The big question hovering over this work is: Will it be enough?
Bridge owner Manuel (Matty) Moroun’s Detroit International Bridge Co. is due back in court Thursday to hear Wayne County Circuit Judge Prentis Edwards rule on whether the company is in contempt of court for delaying the completion of the Gateway project.
Edwards ruled in February 2010 that Moroun’s company had broken its agreement with the Michigan Department of Transportation on how to build the project. Rather than building the new ramps as MDOT demanded and as a contract urged, Moroun’s company built its portion of the project in a way that kept thousands of trucks daily on Fort and other local streets.
In place of where new truck routes were to go, Moroun built a duty-free store and lucrative duty-free fuel pumps. Edwards ordered those removed as necessary for Moroun to comply with the original plan, even if it cost him millions of dollars.
Since then, Edwards has heard lengthy and disputed testimony and arguments from MDOT and the bridge company over whether the company was complying with his order.
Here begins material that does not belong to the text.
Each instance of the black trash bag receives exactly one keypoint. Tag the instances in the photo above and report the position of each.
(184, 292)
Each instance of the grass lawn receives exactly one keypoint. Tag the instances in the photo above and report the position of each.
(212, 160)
At the bridge last week, Stacey Kehr, president of Moroun’s Ammex Global Marketplace, the duty-free facilities, said there’s no reason for Edwards to rule against the company Thursday.
“You can see there’s been major progress made here,” she said. “This is not just a little gesture. We are investing millions to reconfigure the plaza in the manner the judge ordered us to.”
MDOT disagrees, and last week filed a motion asking Edwards to appoint a receiver to take the Gateway project from Moroun’s company.
“A receiver? But we’re almost finished,” Kehr said last week. “We are clearly on a path. We are making great progress.”
MDOT contends that the work is too little, too late.
Edwards briefly jailed bridge company President Dan Stamper last January for failing to comply with his February 2010 order to rebuild the company’s portion of the project. Edwards also asked Safeco, an insurance company that issued a performance bond on the project, to tell him whether it could take over the project, but Safeco said that was not possible.
Short of appointing a receiver over the bridge company, Edwards also has the power to levy financial penalties on the company to force it to complete the project.